What has many worried about the Rupert Murdoch takeover is that he will make the two more similar, but do so by wrecking the news pages while leaving the loonies on editorial pages alone.
BTW, folks, the reason you are not seeing any posts from me is that I seem to have fallen off the list of "invited" for this blog while I was out of the country. Hopefully this will get straightened out sooner rather than later, as I do have some posts sitting in me...
rosser
don't look now but the insane side seems to be running the country.
I highly recommend you read an article on the carbon-trading scam created by big business in Australia.
It's at:
http://tasmaniantimes.com/index.php?/weblog/article/the-new-democracy/
Here's a partial summary:
1990s – Big energy interests involved in coal and oil and including the multinational corporation Poyry (amongst others) were looking for a profitable and convincing response to climate change.

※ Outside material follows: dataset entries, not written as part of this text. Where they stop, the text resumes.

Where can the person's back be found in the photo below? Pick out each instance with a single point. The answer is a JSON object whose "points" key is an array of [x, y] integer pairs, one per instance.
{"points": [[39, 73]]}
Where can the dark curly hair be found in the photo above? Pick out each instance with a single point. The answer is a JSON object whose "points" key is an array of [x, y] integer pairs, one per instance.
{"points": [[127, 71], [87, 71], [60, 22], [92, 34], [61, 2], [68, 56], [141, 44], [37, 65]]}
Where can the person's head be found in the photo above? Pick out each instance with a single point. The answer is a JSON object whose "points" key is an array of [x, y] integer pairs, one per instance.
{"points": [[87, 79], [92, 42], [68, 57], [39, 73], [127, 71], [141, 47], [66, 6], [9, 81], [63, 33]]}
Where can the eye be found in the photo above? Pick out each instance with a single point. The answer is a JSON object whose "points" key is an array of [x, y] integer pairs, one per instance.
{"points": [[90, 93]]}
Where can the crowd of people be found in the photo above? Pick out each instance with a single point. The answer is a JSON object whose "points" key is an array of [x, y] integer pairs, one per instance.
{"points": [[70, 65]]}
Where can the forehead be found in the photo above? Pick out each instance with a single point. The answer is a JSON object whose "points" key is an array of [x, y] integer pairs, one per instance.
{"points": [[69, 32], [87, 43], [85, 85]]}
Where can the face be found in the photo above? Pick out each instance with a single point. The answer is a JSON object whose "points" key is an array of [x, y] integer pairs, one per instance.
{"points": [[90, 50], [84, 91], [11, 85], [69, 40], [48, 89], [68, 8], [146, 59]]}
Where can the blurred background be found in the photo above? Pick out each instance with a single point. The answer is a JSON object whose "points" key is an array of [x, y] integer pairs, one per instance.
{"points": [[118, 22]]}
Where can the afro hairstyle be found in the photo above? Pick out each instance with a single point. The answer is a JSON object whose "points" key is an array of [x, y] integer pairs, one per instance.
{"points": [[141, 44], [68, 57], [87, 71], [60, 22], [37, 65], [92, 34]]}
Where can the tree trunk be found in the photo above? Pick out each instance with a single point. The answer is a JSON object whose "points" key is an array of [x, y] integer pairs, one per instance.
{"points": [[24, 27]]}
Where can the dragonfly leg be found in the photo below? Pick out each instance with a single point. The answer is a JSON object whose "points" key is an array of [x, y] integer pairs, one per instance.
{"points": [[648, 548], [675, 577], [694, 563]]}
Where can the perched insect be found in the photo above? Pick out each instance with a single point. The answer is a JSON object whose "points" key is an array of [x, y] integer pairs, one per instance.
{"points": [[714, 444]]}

They decided to establish the business of trees being used as carbon offsets. The devised the Plantation 2020 Vision for Australia. The bigger the sink, the more money it would be worth both to them and any other polluting industries. With the promise of a huge carbon sink, and they being the operators of this giant carbon estate, they were sure to become instantly wealthy. The ‘carbon estate’ that they controlled would be used to underpin carbon credits worth billions. Competition from solar and wind power was ‘unnecessary’, because ‘conventional’ energy generation by coal etc could continue. Various financial arrangements were agreed with the major political parties to assure their ongoing commitment to the program....

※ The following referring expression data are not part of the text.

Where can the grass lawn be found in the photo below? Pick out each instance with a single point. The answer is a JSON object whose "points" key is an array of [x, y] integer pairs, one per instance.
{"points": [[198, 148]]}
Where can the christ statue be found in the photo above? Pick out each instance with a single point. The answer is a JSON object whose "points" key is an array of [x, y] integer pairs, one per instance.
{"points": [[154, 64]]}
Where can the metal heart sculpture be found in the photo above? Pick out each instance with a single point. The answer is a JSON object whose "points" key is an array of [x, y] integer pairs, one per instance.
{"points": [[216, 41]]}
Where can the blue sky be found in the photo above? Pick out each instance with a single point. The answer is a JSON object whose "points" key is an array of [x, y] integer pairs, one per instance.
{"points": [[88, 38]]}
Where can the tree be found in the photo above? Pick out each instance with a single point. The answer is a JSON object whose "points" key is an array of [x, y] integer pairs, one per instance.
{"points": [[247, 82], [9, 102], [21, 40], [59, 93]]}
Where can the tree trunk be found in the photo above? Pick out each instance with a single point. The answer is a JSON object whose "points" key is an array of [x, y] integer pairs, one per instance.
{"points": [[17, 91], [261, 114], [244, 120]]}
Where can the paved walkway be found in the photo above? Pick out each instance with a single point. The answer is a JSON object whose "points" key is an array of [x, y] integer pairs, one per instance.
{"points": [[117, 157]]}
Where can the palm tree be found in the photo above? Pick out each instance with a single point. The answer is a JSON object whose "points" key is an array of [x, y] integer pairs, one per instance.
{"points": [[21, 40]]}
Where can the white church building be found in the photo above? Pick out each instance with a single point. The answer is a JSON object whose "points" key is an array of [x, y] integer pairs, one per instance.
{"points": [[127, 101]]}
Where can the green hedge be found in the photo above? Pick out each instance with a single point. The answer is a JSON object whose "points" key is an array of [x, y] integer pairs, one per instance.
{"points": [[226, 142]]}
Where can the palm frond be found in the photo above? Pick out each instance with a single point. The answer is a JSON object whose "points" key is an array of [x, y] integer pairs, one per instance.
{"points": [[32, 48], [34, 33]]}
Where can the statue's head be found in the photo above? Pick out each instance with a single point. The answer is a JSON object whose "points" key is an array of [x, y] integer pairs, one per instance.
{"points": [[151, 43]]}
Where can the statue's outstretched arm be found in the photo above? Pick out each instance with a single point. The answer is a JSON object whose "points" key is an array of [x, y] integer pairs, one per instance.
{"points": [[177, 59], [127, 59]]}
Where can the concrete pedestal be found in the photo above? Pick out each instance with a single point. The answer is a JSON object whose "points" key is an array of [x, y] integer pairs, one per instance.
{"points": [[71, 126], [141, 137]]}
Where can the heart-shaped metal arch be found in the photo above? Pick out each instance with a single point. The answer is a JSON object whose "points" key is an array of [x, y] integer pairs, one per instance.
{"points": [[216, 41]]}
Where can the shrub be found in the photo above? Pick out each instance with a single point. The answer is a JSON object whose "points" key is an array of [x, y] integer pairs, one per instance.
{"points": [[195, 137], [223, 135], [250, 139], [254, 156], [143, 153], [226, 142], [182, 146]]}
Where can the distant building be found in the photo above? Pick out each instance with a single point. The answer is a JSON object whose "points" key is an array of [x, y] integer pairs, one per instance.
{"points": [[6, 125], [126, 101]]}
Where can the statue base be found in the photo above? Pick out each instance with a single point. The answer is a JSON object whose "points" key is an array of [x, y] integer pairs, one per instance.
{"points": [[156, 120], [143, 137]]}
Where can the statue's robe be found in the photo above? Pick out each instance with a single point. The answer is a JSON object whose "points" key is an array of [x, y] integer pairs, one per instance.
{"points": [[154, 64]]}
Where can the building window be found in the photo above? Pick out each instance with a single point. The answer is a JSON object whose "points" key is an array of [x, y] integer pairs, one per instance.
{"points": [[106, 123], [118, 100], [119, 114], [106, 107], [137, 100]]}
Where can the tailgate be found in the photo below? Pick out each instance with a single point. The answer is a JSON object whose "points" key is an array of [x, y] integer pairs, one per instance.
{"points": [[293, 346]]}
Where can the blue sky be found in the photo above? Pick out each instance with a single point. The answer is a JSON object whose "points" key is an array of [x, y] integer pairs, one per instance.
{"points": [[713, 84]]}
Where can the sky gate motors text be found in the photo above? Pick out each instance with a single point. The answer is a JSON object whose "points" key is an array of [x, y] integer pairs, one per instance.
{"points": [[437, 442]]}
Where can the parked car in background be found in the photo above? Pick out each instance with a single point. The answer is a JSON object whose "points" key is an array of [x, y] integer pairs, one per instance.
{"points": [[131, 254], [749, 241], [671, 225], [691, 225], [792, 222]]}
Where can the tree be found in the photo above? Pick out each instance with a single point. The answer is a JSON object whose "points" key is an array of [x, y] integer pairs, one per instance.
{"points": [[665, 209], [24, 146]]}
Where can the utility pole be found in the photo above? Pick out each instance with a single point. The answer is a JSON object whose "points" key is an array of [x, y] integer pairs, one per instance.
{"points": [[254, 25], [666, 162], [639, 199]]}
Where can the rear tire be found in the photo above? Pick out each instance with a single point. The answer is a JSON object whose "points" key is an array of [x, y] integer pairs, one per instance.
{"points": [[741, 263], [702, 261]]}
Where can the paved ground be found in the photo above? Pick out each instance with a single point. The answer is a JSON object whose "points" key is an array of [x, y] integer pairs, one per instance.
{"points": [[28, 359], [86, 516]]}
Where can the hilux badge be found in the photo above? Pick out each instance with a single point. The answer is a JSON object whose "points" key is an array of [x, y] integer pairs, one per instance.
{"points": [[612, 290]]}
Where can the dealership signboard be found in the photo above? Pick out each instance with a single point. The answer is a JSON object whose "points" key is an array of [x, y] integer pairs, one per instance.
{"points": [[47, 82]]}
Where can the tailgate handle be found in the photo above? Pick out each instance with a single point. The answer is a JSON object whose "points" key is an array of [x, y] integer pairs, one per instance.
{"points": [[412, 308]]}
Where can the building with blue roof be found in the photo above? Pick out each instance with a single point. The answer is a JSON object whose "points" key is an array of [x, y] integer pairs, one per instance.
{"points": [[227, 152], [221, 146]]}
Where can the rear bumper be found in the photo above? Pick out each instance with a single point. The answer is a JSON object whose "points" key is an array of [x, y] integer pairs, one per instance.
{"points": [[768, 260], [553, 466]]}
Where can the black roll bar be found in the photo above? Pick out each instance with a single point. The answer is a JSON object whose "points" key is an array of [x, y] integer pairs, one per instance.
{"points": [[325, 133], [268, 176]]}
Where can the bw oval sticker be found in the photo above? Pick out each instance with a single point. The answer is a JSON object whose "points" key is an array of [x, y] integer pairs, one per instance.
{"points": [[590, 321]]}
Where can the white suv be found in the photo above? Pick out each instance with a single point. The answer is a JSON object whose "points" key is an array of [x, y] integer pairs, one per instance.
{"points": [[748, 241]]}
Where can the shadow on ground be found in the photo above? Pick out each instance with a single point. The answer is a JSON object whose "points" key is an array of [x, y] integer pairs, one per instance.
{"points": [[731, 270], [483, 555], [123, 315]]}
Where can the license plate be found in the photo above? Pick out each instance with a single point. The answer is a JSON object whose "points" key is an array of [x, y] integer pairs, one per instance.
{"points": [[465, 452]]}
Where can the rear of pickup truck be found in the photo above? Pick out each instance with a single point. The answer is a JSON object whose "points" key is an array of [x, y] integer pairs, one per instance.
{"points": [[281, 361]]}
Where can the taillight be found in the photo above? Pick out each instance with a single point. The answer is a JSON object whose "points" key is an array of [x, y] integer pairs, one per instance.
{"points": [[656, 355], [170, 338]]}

If you go to my website (www.geocities.com/rosserbj) you will see that this industry involves the destruction of pristine areas of old-growth forest and so forth. It does NOT provide savings in carbon emissions. How can it when most of the biomass is piled up and burnt every 12-20 years?

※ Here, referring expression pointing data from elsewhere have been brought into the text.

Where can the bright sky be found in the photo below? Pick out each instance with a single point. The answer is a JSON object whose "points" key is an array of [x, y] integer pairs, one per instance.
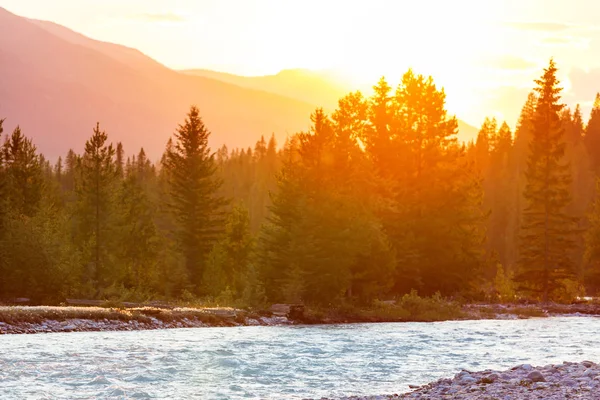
{"points": [[485, 53]]}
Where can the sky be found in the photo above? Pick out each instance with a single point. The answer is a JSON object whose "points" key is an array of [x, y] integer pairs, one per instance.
{"points": [[485, 54]]}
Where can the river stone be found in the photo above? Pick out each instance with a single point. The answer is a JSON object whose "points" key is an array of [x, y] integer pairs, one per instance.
{"points": [[526, 367], [536, 376], [468, 380], [587, 364]]}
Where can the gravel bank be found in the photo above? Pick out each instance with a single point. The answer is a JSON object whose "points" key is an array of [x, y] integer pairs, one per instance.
{"points": [[524, 382], [19, 320]]}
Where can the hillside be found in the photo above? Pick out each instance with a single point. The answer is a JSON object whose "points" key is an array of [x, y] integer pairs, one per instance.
{"points": [[56, 84], [304, 85]]}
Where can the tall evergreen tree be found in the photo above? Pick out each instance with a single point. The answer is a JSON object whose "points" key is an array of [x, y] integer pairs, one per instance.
{"points": [[23, 174], [547, 231], [592, 136], [95, 189], [194, 198]]}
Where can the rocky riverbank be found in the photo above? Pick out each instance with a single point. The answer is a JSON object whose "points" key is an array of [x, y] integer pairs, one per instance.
{"points": [[524, 382], [556, 381], [42, 319]]}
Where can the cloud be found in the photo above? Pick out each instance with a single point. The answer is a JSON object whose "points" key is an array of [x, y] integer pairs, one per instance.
{"points": [[584, 84], [161, 17], [508, 62], [559, 41], [539, 26]]}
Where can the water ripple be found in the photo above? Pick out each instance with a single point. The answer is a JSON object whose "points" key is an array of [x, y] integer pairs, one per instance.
{"points": [[280, 362]]}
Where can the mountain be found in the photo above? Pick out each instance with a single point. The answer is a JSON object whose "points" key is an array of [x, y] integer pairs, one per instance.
{"points": [[309, 86], [312, 87], [57, 84]]}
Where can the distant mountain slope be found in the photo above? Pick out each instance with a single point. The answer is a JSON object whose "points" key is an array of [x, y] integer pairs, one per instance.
{"points": [[56, 84], [304, 85], [126, 55], [312, 87]]}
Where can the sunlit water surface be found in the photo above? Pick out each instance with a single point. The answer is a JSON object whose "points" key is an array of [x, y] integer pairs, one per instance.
{"points": [[280, 362]]}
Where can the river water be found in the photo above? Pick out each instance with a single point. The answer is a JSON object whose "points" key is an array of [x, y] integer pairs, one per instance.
{"points": [[288, 362]]}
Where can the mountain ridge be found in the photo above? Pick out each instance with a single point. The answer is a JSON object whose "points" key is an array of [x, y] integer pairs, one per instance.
{"points": [[57, 83]]}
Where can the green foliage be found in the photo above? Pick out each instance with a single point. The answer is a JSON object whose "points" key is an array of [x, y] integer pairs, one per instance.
{"points": [[193, 194], [376, 199], [547, 231], [38, 259], [95, 185], [434, 308], [504, 285], [22, 174]]}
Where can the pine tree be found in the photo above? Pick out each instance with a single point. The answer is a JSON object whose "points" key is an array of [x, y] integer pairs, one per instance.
{"points": [[3, 194], [592, 136], [95, 190], [23, 174], [194, 198], [139, 242], [547, 231], [592, 244], [120, 161]]}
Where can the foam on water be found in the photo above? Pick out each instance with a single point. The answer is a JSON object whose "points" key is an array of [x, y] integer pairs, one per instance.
{"points": [[284, 362]]}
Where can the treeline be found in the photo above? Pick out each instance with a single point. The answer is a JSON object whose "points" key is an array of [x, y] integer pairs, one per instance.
{"points": [[377, 199]]}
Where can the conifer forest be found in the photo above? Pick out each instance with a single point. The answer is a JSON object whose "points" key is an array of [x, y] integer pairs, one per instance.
{"points": [[375, 200]]}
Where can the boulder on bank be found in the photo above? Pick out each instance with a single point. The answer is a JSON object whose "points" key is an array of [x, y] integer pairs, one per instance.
{"points": [[555, 381]]}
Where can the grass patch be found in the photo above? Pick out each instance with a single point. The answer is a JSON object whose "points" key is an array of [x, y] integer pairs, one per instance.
{"points": [[410, 308]]}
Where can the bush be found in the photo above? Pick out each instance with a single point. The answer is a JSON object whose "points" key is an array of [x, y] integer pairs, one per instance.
{"points": [[434, 308]]}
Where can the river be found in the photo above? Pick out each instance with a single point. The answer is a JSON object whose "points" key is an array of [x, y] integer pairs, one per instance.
{"points": [[287, 362]]}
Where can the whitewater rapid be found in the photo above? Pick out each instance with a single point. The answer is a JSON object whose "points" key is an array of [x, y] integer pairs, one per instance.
{"points": [[286, 362]]}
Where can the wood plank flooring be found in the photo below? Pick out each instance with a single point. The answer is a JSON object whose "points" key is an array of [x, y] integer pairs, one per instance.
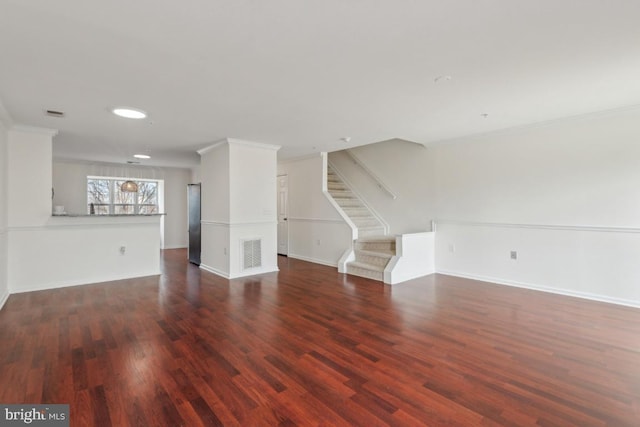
{"points": [[309, 346]]}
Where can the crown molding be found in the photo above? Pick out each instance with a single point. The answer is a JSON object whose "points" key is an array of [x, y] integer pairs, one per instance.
{"points": [[242, 142]]}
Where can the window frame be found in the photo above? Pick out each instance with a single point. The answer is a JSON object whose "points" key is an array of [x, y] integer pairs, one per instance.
{"points": [[112, 205]]}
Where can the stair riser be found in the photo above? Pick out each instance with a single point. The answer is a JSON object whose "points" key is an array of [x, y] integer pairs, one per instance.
{"points": [[369, 274], [348, 202], [376, 246], [336, 186], [373, 260], [365, 222]]}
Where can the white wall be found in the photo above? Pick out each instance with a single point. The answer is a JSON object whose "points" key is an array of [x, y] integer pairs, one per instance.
{"points": [[565, 196], [4, 287], [317, 232], [45, 252], [70, 185], [68, 251], [407, 169], [215, 208], [29, 176], [238, 203]]}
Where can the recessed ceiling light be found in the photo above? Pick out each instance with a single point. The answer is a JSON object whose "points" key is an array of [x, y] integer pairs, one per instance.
{"points": [[442, 79], [55, 113], [129, 113]]}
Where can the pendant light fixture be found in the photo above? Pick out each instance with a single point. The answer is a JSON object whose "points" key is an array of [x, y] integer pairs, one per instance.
{"points": [[129, 187]]}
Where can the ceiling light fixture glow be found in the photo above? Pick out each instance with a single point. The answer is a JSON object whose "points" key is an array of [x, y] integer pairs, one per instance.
{"points": [[442, 79], [129, 113]]}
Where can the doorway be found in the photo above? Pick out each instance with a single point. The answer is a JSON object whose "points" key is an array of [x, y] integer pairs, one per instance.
{"points": [[194, 223], [283, 212]]}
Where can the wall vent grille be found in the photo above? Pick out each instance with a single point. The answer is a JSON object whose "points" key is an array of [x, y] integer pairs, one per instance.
{"points": [[251, 253]]}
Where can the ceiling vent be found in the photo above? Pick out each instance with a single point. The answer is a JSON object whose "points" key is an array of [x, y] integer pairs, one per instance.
{"points": [[55, 113], [251, 253]]}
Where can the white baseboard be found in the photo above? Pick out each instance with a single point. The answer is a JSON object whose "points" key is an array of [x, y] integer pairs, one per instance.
{"points": [[252, 272], [175, 247], [566, 292], [65, 284], [215, 271], [314, 260], [3, 299]]}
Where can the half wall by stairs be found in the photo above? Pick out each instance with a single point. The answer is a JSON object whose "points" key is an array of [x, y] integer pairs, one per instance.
{"points": [[375, 254]]}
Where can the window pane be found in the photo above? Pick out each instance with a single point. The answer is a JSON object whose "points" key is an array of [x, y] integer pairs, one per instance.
{"points": [[98, 191], [147, 193], [148, 209], [123, 209], [99, 209], [107, 198], [122, 197]]}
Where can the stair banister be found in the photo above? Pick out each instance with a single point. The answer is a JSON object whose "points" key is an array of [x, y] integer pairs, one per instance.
{"points": [[381, 185]]}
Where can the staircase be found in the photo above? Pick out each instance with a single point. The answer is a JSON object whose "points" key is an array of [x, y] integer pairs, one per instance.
{"points": [[352, 206], [373, 250]]}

Carbon trading. Isn't that a financial derivative? We know where they are taking us.
Brenda
thanks.
i am trying to stay modest here because i don't know much.
but it seems to me that with carbon permits, or carbon trading there is a huge opportunity for shennanigans, whereas a carbon tax would be pretty simple.
i can imagine some entrepreneur looking at his bought and paid for carbon credits, and looking at the price of "fiber" and saying (literally) to hell with it, clear cut and move on.
i am not at all sure i understand the arguments for the permits... but i suspect they are driven in part by the desire to avoid a "regressive" tax on the poor poor.
as one of the poor poor myself, i can assure you we can adapt. and if we don't adapt we will die.
Brenda's point is very well taken. There is now a large body of evidence showing that offsets rarely offset, and in fact they often do more damage than good. The only reason they exist is that they provide profitable investment opportunities, and this buys business support for environmental programs. In other words, they are a bribe. We will see the same demands as policy is debated in the US, and it's important to not get sucked in.